The 2022 FIFA World Cup began today at Al Bayt Stadium just north of Doha, in a stadium meticulously designed to be the world’s largest Bedouin tent. Its symbol stands for hospitality in the desert. And as proclaimed in the opening ceremony, a tent this large- built by migrant workers, exploited to the point of indentured servitude and death- is big enough to let all the world in. 

And, in a way, I suppose all of it has arrived: hope, achievement, celebration, corruption, suffering, death, understanding, commonality, belief, judgment, prejudice, hypocrisy. I could go on. 

Lining the path on arrival, from media bus to media center, stood neat rows of traditionally-clad, stern-faced men astride camels, and atop horses. Together they forged a traditional, Arabian path toward the opening game. It would be a traditional, Arabian welcome inside.

I arrived near 3:30, just as the sun began its descent elegantly behind them. It’s early to rest in the desert, this close to the center of the earth. To my left, as I walked toward media-labeled buildings beyond the camels, a small cluster of men kneeled on the grass, bending toward the sun’s departure in prayer. 

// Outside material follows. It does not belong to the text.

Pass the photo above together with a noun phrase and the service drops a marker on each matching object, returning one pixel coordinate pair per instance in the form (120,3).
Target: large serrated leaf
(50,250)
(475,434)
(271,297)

Inside, just beyond them, I oriented myself to the immediate crowd. They filled a room emblazoned with the familiar face of USMNT manager Gregg Berhalter, and his now officially named captain, Tyler Adams. I’d reneged on their conference, live at that moment 45 minutes behind me in Doha, in order to arrive at the furthest stretch of stadium in the tournament, the bedouin tent welcoming some 60,000 in Al Khor. 

I sat for a minute before going in, watching as they spoke calmly out toward the routine and expected questions, providing routine and expected answers to the prying curiosities surrounding an essential match with Wales, as well as the things that had nothing to do with playing Wales, or soccer.